Multi Tasking, Single Tasking and the iPhone SDK

by Ewan Spence

It’s taken some time, but finally the SDK has been released for Apple’s iPhone. While there are bound to be conversations around what can or can’t be done, the locked down distribution method or the costs involved (all topics I’m sure we’ll be discussing here over the next week or so). What intrigues me most about the third party applications that are going to be made available is the fact that they will only be allowed to run in the foreground.

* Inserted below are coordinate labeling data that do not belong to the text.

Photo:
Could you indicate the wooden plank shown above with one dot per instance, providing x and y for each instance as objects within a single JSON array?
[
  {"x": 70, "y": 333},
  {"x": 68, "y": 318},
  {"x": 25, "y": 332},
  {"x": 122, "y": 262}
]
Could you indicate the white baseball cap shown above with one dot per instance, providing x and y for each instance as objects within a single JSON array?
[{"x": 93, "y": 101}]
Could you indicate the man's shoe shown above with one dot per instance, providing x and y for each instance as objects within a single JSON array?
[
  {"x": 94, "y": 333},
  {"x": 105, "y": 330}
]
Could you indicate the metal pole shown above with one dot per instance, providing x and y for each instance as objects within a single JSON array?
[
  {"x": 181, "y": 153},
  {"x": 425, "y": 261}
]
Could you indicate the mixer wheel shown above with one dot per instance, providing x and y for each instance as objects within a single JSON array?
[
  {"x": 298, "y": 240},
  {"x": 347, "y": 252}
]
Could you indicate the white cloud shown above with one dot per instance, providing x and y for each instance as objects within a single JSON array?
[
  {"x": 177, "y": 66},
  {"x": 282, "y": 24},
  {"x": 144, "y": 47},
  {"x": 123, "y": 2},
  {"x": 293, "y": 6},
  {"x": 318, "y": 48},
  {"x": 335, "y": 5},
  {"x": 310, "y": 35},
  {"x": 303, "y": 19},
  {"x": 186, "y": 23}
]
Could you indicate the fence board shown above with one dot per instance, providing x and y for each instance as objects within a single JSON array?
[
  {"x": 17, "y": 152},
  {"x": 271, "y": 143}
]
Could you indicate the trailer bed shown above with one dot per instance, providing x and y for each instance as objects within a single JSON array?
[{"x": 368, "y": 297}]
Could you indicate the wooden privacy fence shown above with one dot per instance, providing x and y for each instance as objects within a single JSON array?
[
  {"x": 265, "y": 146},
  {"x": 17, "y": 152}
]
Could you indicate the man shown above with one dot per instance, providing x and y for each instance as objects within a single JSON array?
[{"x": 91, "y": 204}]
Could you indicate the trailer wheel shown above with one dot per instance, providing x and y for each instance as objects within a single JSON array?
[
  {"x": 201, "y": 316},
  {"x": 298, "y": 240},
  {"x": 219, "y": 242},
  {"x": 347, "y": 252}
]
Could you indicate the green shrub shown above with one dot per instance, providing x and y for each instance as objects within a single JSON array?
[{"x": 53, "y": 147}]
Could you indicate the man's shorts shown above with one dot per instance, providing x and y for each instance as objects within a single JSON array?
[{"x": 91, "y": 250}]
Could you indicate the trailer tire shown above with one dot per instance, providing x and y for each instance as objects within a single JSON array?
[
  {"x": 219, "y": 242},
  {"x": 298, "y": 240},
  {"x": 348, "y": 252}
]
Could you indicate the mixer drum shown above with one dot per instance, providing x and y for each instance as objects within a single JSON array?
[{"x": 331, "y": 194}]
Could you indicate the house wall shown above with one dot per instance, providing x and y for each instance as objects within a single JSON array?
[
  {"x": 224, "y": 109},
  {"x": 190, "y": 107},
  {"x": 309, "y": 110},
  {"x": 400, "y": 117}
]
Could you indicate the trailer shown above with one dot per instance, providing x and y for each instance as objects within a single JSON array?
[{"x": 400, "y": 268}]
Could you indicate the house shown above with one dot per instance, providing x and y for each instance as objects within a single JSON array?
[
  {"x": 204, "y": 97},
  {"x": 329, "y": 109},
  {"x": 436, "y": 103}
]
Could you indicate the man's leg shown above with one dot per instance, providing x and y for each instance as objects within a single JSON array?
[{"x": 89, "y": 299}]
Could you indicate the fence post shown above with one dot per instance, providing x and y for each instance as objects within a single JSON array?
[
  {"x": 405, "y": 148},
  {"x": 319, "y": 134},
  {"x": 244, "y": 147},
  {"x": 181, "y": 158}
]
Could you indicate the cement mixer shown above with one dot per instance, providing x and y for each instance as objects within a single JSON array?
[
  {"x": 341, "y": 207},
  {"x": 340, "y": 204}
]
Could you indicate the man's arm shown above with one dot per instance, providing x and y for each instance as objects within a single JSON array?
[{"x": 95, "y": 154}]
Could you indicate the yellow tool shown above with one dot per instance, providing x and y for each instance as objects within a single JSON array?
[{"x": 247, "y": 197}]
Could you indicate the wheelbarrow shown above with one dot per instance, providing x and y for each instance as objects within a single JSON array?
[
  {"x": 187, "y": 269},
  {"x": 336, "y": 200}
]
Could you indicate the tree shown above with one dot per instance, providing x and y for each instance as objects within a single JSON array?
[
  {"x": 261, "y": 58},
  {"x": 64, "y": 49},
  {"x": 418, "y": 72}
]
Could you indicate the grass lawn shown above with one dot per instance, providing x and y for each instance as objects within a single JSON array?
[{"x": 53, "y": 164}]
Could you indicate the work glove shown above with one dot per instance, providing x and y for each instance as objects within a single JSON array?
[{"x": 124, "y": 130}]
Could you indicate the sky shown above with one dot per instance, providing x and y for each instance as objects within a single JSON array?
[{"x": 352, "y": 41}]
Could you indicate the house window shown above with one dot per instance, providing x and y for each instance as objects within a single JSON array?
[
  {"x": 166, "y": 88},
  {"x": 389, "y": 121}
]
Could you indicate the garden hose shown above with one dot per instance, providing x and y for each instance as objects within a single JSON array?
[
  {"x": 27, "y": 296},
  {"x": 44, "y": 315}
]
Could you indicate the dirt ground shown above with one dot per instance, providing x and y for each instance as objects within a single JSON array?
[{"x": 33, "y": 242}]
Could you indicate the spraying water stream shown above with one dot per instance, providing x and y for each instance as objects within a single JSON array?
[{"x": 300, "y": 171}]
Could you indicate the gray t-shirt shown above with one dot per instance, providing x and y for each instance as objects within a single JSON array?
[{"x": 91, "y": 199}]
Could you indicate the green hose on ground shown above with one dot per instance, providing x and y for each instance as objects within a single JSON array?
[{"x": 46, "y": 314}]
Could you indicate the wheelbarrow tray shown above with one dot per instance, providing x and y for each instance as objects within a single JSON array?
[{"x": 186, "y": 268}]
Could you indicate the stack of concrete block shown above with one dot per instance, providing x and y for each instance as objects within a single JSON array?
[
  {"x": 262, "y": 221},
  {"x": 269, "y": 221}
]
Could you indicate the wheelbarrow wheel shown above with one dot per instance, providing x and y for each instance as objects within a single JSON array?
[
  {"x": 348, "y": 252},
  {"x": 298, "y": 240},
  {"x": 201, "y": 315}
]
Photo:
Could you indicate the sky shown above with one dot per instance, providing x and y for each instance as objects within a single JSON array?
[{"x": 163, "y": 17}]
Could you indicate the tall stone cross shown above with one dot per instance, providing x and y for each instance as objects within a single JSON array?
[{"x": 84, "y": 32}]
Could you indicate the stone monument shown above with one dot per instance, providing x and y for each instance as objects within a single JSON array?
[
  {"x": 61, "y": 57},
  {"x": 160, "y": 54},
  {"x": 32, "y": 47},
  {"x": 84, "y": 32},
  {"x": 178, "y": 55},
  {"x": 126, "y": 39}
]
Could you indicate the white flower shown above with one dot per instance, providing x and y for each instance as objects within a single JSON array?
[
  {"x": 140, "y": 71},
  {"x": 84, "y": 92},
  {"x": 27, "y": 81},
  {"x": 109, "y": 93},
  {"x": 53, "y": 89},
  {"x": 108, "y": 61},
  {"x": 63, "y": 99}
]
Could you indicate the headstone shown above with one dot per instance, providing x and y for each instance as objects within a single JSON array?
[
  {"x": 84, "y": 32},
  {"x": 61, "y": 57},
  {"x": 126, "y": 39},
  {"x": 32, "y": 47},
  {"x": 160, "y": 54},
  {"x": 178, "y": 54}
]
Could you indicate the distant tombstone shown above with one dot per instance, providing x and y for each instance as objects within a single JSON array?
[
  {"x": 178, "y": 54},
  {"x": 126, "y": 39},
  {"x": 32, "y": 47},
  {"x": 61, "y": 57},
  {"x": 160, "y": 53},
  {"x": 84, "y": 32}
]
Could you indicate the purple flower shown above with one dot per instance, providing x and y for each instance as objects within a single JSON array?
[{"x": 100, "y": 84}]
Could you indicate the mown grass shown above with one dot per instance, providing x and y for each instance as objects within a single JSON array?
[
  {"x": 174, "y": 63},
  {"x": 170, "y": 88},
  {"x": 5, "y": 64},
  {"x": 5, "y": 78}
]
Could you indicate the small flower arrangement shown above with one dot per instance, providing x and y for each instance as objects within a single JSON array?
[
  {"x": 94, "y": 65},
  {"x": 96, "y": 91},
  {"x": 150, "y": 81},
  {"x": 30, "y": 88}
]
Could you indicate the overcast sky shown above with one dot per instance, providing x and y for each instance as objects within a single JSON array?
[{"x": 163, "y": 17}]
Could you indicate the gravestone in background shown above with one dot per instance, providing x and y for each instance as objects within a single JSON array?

That’s an incredibly limiting constraint. For a long time the Palm OS had this limit, firstly because the Dragonball Z processors could only handle 4 threads in total on the original Pilot 1000 and Pilot 5000 devices, but as the technology increased through Moore’s Law, Palm developers were continuing to fake it, and try to find ways around the legacy thread limit. It meant that if you were in an Instant Messaging client, the simple matter of switching away to check your email dropped your connection to the IM system, a potentially disastrous result, and not something that should have been happening in PDA’s and smartphones in the 21st century.

And now Apple is going down the same route,

In this world of always-on, always connected, internet aware devices, the potential creativity of developers in using a mobile device is going to be subdued. Yes we’re going to see a lot of games, a lot of applications that pull info from the internet, but are we going to see anything drop dead gorgeous when they will only work when on display? I don’t think so.

And I’m pretty sure that even if developers manage to find a way to get round the problem, Apple, being the gatekeepers to the official distribution system, will quietly delete from the catalog any application that seeks to push their arbitrary limits.

Does Apple know best about its iPhone and the rapidly growing eco-system around it? Or should someone who has purchased the ‘jesusphone’ have the right to do whatever they like with their device? I always side with the later, so the release of the SDK, while welcome, is far from the final step in the process.

I hope this limit is lifted before the SDK release and distribution system becomes official.